Hybrid Entities
For the installation of Kyriaki Mavrogeorgi “BEFORE DAWN”, gallery genesis, September2015
There is a phenomenon in psychoanalysis called “transference”. During transference, the patient talks to his analyst as if talking e.g. to his father. At that point, according to traditional interpretation, the patient “transfers” his “feelings” for his father to his analyst. This interpretation is a construction, since feelings are not in fact transferable to someone else, such as a piece of property, for example. Yet, if we take a closer look to what’s happening here, we realize that during such moments, the patient is actually speaking to a hybrid figure. This figure, depicted by a visual artist, would most probably include features from both the analyst and the father.
In daily life, we often come in contact with such hybrid figures. We frequently confuse our companion’s figure for our father’s or mother’s figure, we confuse our child’s figure for our own as a child. There are all sorts of different hybrid figures: on a grown man, we may detect the child he once was or the old man he will become; a calm face may also include the imprints of sadness, tension, anger, fear; the woman as “pussycat” and as a “bitch”, is beyond “like” a pussycat or a bitch: the use of these specific words actually form her figure as a cat or a bitch.
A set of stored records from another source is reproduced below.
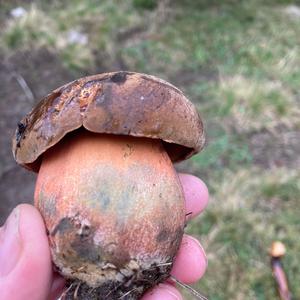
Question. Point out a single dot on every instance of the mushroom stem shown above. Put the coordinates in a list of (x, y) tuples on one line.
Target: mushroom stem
[(107, 202), (277, 252)]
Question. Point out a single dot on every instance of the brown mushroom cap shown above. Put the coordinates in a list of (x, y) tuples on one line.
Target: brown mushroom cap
[(121, 103)]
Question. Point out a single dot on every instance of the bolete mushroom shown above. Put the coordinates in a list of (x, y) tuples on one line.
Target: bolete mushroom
[(103, 147)]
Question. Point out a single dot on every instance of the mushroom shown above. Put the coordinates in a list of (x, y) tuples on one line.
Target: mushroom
[(103, 147)]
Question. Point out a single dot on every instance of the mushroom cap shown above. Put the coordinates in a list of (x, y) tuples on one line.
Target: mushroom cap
[(120, 103), (277, 249)]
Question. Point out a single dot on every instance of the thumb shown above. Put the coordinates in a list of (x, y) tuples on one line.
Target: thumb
[(25, 264)]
Especially, when it comes to hybrid human-animal figures, we start delving into primordial depths. The human and the animal element are fused together into one being, coexisting in organic, intimate union. The containment of the singular form is abolished. The whole world, in its abysmal yet welcoming depths, becomes one. By delving into primordial depths, we also delve into the depths of time. Beginning with Aristotle, form emerges as a synonym for essence. Hybrid entities may carry us back to a mythical place--Chimera, the Sphinx, Harpies, Centauri, Gorgons— or shoot us out towards the future— Cyborgs, man and machine coexisting as projected shadows of a forthcoming world.
Ultimately, the hybrid is not about the past or the future. It’s about our present. It is perhaps up to the educated ear to hear the polyphony resonating in a single voice and up to the educated eye to discern polymorphy in a single form. Through Kyriaki Mavrogeorgi’s work we may be reminded of and led towards the cradle of an origin that awaits us.